De son côté, le président Hassan Rohani a déclaré mercredi que les attaques sont "un avertissement" lancé par les rebelles yéménites à Riyad, qui ferait bien d'en tirer "les leçons".

"Ils n'ont pas frappé un hôpital (...), ils n'ont pas frappé une école (...). Ils ont simplement frappé un centre industriel, attaqué pour vous mettre en garde. Tirez les leçons" "de cet avertissement", a-t-il dit en conseil des ministres.

Alors que dimanche, la Maison Blanche avait indiqué que Donald Trump n'écartait pas l'hypothèse d'une rencontre avec le président iranien Hassan Rohani lors de l'Assemblée générale de l'ONU à New York, le président américain a paru mardi exclure une telle rencontre. "Je n'exclus jamais rien, mais je préfère ne pas le rencontrer", a-t-il dit.

Téhéran avait exclu un peu plus tôt toute négociation avec les États-Unis à l'ONU. "Si les États-Unis [...] se repentent de s'être retirés" en 2018 de l'accord sur le nucléaire iranien, et qu'ils décident d'y revenir, "alors ils pourront participer aux discussions entre l'Iran et les autres membres" parties à cet accord, a déclaré Ali Khamenei, le guide suprême iranien.

"Sinon, aucune négociation n'aura lieu entre la République islamique et des responsables américains à quelque niveau" que ce soit, "à New York" ou ailleurs, a ajouté l'ayatollah.

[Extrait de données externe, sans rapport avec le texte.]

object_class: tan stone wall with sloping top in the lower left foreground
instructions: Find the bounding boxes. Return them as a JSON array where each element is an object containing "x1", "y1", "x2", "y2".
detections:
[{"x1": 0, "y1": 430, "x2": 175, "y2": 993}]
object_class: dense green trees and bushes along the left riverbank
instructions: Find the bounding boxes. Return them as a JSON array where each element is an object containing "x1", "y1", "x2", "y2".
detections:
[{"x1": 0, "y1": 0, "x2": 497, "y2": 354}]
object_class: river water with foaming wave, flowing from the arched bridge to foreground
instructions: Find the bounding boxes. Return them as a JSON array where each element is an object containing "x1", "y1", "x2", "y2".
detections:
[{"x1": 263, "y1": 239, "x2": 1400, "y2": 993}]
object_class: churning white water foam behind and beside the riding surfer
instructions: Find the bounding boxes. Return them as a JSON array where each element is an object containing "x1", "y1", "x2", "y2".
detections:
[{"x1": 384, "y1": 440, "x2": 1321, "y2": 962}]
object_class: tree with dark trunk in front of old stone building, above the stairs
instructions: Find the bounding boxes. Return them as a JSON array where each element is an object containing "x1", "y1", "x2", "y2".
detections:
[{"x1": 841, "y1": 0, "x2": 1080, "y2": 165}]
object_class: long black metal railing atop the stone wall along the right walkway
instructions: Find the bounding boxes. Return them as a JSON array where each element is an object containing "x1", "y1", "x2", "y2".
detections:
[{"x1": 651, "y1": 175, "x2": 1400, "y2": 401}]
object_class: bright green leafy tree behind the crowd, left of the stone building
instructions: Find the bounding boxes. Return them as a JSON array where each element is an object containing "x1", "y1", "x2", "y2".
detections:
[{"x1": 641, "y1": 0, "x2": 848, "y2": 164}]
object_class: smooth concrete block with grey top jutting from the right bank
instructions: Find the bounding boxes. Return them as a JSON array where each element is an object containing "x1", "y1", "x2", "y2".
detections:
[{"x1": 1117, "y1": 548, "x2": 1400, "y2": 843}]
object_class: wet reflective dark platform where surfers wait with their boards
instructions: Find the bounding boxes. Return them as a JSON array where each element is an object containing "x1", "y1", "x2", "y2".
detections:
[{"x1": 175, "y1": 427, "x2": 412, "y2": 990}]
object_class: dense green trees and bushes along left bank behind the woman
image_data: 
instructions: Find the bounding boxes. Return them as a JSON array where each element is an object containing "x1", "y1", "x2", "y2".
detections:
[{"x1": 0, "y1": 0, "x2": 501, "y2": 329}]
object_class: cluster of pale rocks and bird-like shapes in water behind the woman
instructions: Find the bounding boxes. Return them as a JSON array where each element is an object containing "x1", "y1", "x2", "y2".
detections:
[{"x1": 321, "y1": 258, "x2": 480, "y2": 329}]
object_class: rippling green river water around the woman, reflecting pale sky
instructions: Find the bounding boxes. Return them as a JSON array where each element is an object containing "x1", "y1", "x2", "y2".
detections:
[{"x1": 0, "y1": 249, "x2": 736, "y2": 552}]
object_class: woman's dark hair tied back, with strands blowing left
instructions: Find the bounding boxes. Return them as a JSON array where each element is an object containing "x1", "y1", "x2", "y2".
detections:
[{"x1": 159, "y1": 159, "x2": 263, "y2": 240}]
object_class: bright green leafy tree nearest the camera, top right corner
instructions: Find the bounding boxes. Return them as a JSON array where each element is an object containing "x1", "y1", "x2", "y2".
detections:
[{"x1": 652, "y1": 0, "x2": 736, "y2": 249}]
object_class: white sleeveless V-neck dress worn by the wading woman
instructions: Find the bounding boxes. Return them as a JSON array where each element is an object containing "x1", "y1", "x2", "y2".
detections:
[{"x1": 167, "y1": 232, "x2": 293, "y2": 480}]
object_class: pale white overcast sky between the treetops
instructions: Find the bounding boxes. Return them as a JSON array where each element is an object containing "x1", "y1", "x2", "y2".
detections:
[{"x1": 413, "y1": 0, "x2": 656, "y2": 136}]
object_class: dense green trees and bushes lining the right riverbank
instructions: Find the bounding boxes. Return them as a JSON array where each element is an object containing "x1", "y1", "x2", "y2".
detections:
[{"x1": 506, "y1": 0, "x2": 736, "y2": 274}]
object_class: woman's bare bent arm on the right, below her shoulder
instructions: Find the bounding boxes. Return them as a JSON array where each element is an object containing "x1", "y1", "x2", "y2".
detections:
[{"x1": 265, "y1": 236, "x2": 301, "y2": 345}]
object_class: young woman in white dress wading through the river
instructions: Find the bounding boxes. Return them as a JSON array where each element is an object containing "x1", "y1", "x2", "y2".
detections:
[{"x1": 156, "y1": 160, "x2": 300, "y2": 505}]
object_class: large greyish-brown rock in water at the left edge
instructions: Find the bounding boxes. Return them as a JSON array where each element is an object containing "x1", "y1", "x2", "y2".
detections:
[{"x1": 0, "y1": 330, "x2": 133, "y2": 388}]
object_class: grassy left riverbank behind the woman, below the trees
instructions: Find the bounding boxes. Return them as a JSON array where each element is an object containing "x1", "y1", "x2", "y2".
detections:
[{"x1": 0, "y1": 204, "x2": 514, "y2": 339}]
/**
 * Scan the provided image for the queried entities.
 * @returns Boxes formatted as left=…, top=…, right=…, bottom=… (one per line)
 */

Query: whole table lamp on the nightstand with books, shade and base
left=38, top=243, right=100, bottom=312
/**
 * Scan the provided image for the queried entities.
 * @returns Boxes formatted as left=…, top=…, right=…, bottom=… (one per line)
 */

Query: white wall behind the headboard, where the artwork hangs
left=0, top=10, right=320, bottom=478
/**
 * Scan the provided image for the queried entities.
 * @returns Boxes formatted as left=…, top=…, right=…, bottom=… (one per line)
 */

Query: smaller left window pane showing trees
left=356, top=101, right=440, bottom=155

La France va envoyer des experts en Arabie

De son côté, la France va envoyer des experts en Arabie saoudite pour enquêter sur les attaques de drones, a annoncé mercredi l'Élysée. Emmanuel Macron a "fermement condamné" ces attaques lors d'un entretien téléphonique mardi avec le prince héritier saoudien Mohamed ben Salmane, déclare la présidence française dans un communiqué.

"En réponse à la demande des autorités saoudiennes", il "a confirmé au prince héritier l'envoi en Arabie saoudite d'experts français pour participer aux enquêtes destinées à faire toute la lumière sur l'origine et les modalités des attaques du 14 septembre", est-il précisé.

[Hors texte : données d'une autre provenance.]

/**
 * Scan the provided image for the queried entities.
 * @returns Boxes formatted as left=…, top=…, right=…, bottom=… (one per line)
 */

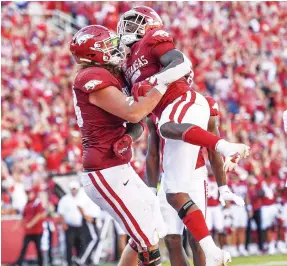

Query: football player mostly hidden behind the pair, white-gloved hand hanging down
left=153, top=97, right=244, bottom=266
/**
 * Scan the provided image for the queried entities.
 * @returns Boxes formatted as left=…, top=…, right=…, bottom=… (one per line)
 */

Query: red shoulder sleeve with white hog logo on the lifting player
left=75, top=68, right=118, bottom=93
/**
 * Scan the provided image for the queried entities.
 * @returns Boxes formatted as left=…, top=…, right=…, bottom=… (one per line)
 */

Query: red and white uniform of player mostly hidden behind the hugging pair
left=158, top=97, right=218, bottom=235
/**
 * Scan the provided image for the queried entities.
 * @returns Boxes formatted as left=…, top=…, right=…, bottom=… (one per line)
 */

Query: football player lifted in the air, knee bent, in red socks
left=118, top=6, right=249, bottom=266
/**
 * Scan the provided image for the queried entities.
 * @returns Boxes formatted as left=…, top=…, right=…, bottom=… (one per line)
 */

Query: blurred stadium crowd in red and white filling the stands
left=1, top=1, right=287, bottom=260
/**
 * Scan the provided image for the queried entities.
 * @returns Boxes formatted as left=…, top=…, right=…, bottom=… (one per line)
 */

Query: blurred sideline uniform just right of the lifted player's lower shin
left=206, top=176, right=224, bottom=233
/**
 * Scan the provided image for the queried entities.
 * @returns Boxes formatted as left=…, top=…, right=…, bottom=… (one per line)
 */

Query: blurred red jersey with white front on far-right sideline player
left=262, top=176, right=280, bottom=206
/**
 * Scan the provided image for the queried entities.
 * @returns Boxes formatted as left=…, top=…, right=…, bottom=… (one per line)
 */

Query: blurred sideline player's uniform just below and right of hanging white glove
left=229, top=180, right=248, bottom=228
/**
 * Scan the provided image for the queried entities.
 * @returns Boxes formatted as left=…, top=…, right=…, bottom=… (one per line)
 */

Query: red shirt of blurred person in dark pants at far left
left=23, top=198, right=44, bottom=235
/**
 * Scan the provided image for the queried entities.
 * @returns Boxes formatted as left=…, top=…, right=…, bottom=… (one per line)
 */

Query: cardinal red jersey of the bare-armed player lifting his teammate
left=73, top=67, right=128, bottom=171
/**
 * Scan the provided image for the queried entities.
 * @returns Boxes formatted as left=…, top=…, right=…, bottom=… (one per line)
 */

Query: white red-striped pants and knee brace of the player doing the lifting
left=82, top=165, right=165, bottom=265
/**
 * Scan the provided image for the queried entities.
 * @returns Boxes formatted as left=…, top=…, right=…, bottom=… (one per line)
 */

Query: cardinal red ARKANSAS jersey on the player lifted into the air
left=123, top=29, right=195, bottom=118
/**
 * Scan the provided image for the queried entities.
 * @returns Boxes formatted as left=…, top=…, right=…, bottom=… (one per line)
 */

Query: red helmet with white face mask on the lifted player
left=117, top=6, right=163, bottom=45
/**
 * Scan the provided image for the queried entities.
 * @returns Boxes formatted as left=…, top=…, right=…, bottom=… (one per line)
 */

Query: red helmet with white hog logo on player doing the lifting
left=70, top=25, right=124, bottom=65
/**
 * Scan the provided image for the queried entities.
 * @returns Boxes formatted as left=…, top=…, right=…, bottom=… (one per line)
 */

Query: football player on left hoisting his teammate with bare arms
left=70, top=25, right=170, bottom=265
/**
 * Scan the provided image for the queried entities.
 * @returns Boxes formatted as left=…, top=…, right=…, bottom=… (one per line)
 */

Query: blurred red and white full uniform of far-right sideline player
left=261, top=177, right=280, bottom=230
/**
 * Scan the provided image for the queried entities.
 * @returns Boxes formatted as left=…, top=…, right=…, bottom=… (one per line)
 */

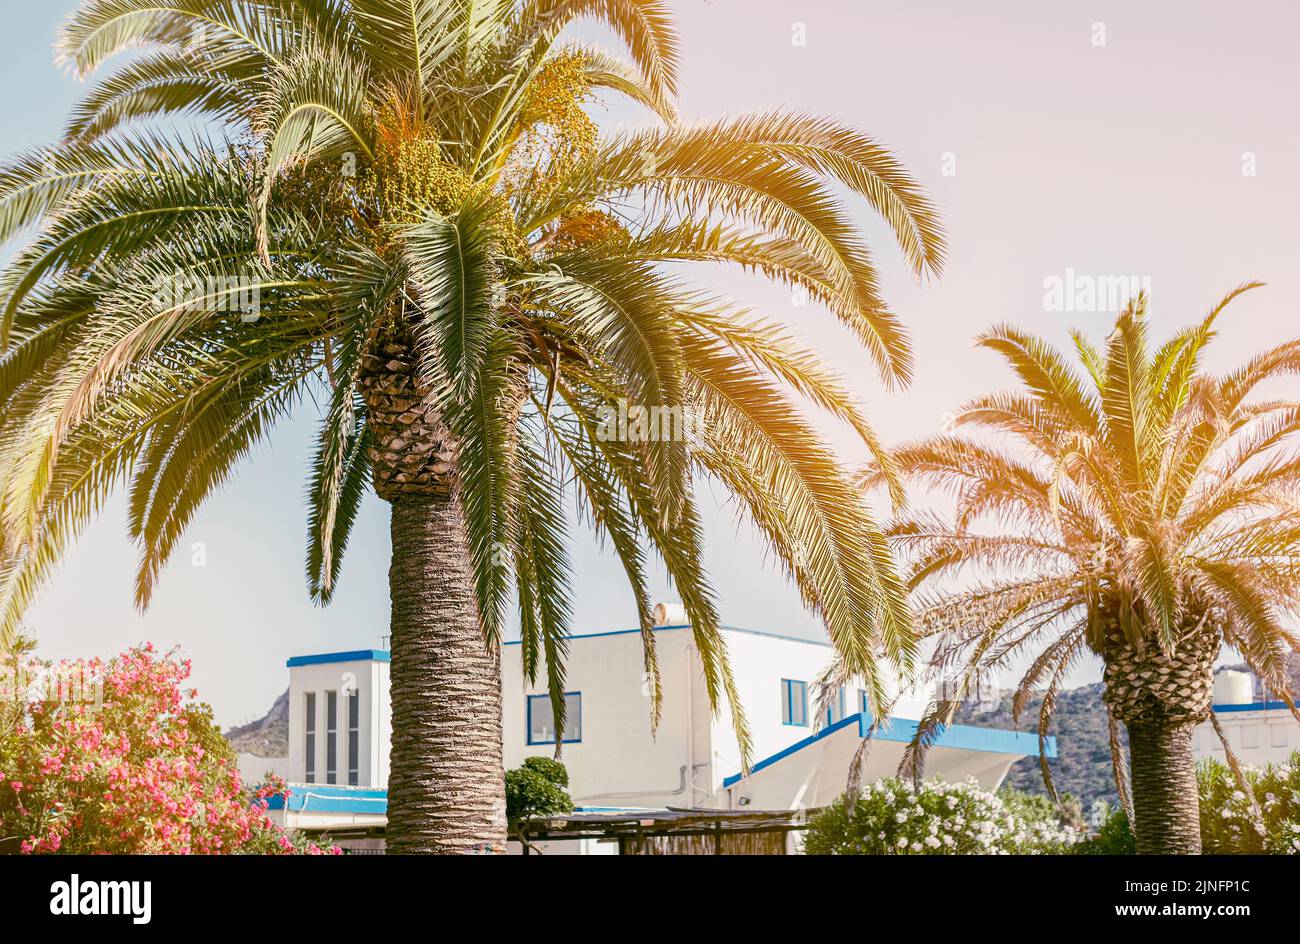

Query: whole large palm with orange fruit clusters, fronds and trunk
left=0, top=0, right=944, bottom=852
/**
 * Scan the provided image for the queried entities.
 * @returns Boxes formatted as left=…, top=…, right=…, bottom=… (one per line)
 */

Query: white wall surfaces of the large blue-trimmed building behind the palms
left=271, top=627, right=1034, bottom=837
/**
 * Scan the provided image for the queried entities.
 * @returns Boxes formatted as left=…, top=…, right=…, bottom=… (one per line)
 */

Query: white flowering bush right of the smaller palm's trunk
left=1196, top=754, right=1300, bottom=856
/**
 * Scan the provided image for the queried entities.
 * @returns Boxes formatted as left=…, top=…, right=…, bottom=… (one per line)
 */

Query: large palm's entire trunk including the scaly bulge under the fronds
left=363, top=326, right=506, bottom=853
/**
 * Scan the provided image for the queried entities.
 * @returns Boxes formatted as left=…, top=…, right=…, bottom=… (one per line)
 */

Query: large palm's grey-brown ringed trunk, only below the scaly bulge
left=387, top=493, right=506, bottom=853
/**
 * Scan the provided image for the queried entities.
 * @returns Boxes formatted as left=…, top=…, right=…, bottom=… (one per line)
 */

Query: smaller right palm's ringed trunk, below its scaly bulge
left=1127, top=719, right=1201, bottom=856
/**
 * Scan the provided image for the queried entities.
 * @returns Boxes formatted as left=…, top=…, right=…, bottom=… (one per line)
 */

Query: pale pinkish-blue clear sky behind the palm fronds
left=0, top=0, right=1300, bottom=724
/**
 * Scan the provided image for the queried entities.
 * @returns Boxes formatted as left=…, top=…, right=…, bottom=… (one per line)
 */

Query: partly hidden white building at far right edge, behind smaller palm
left=1192, top=670, right=1300, bottom=767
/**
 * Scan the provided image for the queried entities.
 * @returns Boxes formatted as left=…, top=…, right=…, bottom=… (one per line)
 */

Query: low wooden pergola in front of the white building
left=523, top=807, right=809, bottom=856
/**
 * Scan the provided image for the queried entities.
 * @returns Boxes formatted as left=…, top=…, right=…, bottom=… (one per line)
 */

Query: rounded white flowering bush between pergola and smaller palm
left=803, top=778, right=1079, bottom=856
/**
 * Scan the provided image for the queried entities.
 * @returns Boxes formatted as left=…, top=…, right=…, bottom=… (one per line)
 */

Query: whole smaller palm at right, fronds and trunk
left=863, top=283, right=1300, bottom=853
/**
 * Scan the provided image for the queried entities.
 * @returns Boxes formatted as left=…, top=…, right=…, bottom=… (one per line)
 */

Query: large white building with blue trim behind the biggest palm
left=248, top=625, right=1056, bottom=852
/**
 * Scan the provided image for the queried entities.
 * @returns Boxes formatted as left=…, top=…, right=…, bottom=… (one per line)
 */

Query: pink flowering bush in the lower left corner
left=0, top=645, right=339, bottom=854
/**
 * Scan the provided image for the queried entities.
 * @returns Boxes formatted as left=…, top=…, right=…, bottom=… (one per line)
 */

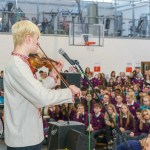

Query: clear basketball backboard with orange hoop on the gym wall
left=69, top=23, right=104, bottom=47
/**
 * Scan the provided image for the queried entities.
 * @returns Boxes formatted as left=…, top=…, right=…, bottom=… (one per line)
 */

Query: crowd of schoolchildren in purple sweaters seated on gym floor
left=0, top=67, right=150, bottom=149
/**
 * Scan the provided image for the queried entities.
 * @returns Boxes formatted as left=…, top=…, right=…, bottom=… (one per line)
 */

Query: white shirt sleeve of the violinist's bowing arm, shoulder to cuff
left=5, top=59, right=73, bottom=108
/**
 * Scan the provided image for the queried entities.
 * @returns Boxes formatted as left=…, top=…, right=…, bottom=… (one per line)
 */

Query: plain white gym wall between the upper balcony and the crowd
left=0, top=34, right=150, bottom=77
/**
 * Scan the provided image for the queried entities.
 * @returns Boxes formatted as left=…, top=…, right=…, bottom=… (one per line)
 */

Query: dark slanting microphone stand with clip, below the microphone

"Il a assuré le prince héritier de la solidarité de la France avec l’Arabie saoudite et sa population face à ces attaques et réaffirmé l’engagement de la France en faveur de la sécurité de l’Arabie saoudite et de la stabilité de la région", ajoute l'Élysée.

Les attaques ont ravivé la crainte d'une escalade avec l'Iran, alors que Washington et Téhéran ont frôlé l'affrontement militaire direct en juin. Donald Trump avait dit avoir annulé in extremis des frappes contre des cibles iraniennes après que la République islamique avait abattu un drone américain.

Londres et Berlin ont appelé mardi à une "réponse collective" de la communauté internationale après les attaques du week-end dernier.

En visite au Caire, le ministre français des Affaires étrangères, Jean-Yves Le Drian, a lui appelé à la "désescalade". Un appel similaire a été lancé par Pékin. La Russie a pour sa part appelé lundi la communauté internationale à "ne pas tirer de conclusions hâtives" après cette attaque.

Ces attaques ont entraîné une chute de moitié de la production saoudienne, à hauteur de 5,7 millions de barils par jour, soit environ 6 % de l'approvisionnement mondial de pétrole. Après leur flambée record de la veille, les prix du pétrole ont chuté mardi, alors que Riyad a assuré que sa production serait rétablie fin septembre.